Su trato agradable y paternal, blanquísimo, de estatura baja, usaba lentes, calvicie pronunciada, vivía con su hija en su Quinta Chimborazo, en la Novena Transversal con Avenida Primera, Altamira, Caracas.

Estaba escribiendo la vida de Andrés Bello con la que pensaba cerrar el ciclo de su producción y como amaba la gloria y creía en ella, la concluyó.
Nuestra patria no le rindió aún el Homenaje Nacional que su figura y obra reclamaba por ser un gran fresco de la epopeya independentista americana.

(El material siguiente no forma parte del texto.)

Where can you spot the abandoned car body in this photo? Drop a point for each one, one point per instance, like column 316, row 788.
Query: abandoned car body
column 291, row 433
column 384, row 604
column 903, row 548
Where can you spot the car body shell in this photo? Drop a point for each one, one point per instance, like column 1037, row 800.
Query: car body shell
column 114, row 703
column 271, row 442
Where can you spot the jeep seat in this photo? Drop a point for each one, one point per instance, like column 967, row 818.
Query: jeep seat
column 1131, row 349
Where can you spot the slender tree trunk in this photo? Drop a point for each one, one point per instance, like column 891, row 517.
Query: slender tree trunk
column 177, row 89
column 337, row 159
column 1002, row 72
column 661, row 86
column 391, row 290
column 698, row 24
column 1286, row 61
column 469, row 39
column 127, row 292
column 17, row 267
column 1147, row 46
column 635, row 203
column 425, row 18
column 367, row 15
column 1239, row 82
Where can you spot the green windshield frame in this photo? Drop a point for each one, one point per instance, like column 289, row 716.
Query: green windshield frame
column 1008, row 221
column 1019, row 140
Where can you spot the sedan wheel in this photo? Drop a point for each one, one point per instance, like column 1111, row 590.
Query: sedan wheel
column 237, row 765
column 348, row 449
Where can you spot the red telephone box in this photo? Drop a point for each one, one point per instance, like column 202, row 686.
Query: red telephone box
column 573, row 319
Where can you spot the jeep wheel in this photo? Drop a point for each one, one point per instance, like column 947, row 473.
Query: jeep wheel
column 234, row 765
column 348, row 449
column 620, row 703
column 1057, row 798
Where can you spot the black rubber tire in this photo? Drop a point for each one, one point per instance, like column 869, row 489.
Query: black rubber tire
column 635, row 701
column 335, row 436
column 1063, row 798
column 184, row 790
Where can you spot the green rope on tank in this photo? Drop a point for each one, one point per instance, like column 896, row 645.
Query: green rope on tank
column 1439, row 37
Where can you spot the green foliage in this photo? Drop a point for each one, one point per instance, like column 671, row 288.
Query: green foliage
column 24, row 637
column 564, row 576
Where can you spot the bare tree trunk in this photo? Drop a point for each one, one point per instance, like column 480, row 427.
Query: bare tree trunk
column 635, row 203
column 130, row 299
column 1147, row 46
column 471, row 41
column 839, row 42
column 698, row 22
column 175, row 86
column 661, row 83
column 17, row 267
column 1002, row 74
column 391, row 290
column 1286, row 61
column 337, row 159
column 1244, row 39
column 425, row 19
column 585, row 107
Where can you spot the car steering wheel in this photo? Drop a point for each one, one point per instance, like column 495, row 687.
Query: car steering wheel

En Octubre del 94 le visité en Caracas y me sorprendió su sonrisa fácil, la rapidez de sus movimientos a pesar de los noventa años cumplidos y su poderosa mentalidad. Tuvo la gentileza de mostrarme la biblioteca y el cuarto de trabajo; mis tomos del Diccionario los tenía aparte en la mesa de la sala, gesto que valoré en toda su generosidad. Conversamos sobre muchos tópicos, me presentó a su hija y habló con orgullo de los suyos. Estaba feliz y realizado. Me obsequió los tres tomos de sus biografías que recién había recibido de la imprenta y pidió que también trajera al Ecuador los de su amigo el Dr. Felicísimo Rojas. Al despedirnos se mostró optimista y decidido en dar termino a su trabajo sobre Andrés Bello, uno de los cinco grandes venezolanos de los tiempos de la independencia con Bolívar, Sucre, Miranda y Simón Rodríguez. Era un viejecito amable y risueño, maestro bondadoso que miraba desde lo alto de la fama a quienes estaban escalando la cima tras sus huellas. Fueron horas inolvidables las pasadas con él.

Falleció el año 2.001, de 101 años de edad, en Caracas.